It seemed that his earlier goodwill had not only failed to help, but had instead deepened Shisui's suspicion.

Faced with that reality, Kei no longer felt inclined to argue.

In psychology, there was a term for situations like this 'The Backfire Effect'.

Put simply: you cannot wake someone who is pretending to sleep, just as you cannot easily change a belief someone has already decided to protect.

Shisui appeared mature on the surface, but beneath that composure he was painfully young. His thinking had been thoroughly shaped, perhaps even captured, by the Third Hokage's Will of Fire. That kind of conditioning was not something that could be undone with a few conversations.

At the same time, the escalating tension between clan and village had begun to weigh heavily on him. The calmer he appeared outwardly, the more desperately he clung inwardly to any thread that might promise salvation.

That was why, after hearing Kei speak of inevitable collapse, he refused to let it go.
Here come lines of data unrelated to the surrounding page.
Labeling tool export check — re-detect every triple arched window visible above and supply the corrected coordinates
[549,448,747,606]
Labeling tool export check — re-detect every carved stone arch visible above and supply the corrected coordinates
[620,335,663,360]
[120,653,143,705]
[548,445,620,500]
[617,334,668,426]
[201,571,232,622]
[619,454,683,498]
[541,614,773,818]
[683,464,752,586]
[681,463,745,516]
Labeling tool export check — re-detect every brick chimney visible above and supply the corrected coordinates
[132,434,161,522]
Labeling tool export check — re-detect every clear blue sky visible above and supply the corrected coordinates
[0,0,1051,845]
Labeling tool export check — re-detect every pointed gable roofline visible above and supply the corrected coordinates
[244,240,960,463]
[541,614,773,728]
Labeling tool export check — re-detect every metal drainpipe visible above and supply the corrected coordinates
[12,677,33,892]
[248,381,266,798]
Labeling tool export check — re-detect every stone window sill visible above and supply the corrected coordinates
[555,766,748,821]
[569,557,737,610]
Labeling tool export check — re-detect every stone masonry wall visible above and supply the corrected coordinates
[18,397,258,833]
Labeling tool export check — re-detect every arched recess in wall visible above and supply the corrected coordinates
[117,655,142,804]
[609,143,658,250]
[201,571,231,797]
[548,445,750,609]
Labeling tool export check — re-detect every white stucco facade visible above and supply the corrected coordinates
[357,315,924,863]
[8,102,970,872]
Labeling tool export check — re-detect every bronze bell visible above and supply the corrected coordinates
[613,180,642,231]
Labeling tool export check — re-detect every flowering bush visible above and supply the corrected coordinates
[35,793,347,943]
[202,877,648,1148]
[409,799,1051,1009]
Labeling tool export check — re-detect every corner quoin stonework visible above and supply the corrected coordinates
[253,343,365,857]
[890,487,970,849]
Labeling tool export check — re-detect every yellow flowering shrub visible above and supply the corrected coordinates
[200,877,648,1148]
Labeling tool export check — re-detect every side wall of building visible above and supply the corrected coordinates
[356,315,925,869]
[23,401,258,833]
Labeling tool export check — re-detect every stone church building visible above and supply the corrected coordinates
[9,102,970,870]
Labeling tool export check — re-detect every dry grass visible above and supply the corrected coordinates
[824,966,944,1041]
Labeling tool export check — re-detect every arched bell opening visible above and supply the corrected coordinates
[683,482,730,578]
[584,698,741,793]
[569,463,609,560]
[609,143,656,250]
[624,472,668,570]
"I'll be back," Shisui said as Haru approached to escort him out.

He left on his own.

Once again, he had gained nothing.

Standing on a distant rooftop, Shisui stared at the clinic below. The more he replayed their exchanges in his mind, the more he realized that every time they spoke, he had somehow ended up reacting rather than leading. He had failed to extract useful information about the disappearances, and he had failed to obtain a convincing answer regarding the village's future.

His gaze shifted from the clinic to the nearby slum district.

Something about it began to settle uncomfortably in his thoughts.

The clinic was close to the slums, too close for what would normally be considered a good business location. Kei was blind. A shinobi who lost his sight and then became a psychologist.

Was his mind truly as stable as he appeared?

The image of Kei standing calmly in that alley overlapped, disturbingly, with the image of an unseen culprit.

There was no proof.

Only conjecture.

Yet the suspicion refused to loosen its grip.

"Could it be you?" he murmured.

The thought did not feel rational, but it felt persistent. If Kei truly was involved, then Shisui would have to uncover it himself.

...

Night fell.

After closing the clinic, Kei stepped outside.

Since Haru had become his assistant, the evenings were the only time he had entirely to himself. She did not follow him after hours; instead, she returned to the main house, ever at the ready for orders.

Standing at the clinic entrance, Kei stopped briefly before turning toward the alleyways.

He knew Shisui was there.

After all, Shisui had been assigned to investigate the missing persons cases within the village.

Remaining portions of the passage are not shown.